= Adem Salihaj =

Albanian politician

Adem Salihaj (born 25 December 1950) is a Kosovar Albanian politician who was a former deputy prime minister of Kosovo and was the acting prime minister of Kosovo from 8–25 March 2005. He represented the Democratic League of Kosovo.

Salihaj was born in the Duraj village of Kaçanik. He studied Albanian language and literature in the Faculty of Philosophy of the University of Pristina. He worked for several years as a journalist of Bota e re (New world) newspaper and for the Radio Television of Pristina. Due to his political activities he was processed in court five times, imprisoned three times by the Yugoslav authorities, and spent a total of 12 years in jail. He was a signatory of the Kosovo Declaration of Independence.
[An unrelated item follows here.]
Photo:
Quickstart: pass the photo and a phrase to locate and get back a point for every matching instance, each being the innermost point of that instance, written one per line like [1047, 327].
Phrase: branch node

Salihaj claims to have been the victim of an assassination attempt on June 12, 2000 which he believes was orchestrated by Kosovo's National Intelligence Service with the approval of Hashim Thaci.

In 2005, Salihahj was accused by the opposition Democratic Party of Kosovo and the ORA of being involved in organized crime. Salihaj and Speaker Nexhat Daci were removed from their posts in March 2006 after the death of Ibrahim Rugova and went on to form the Democratic League of Dardania.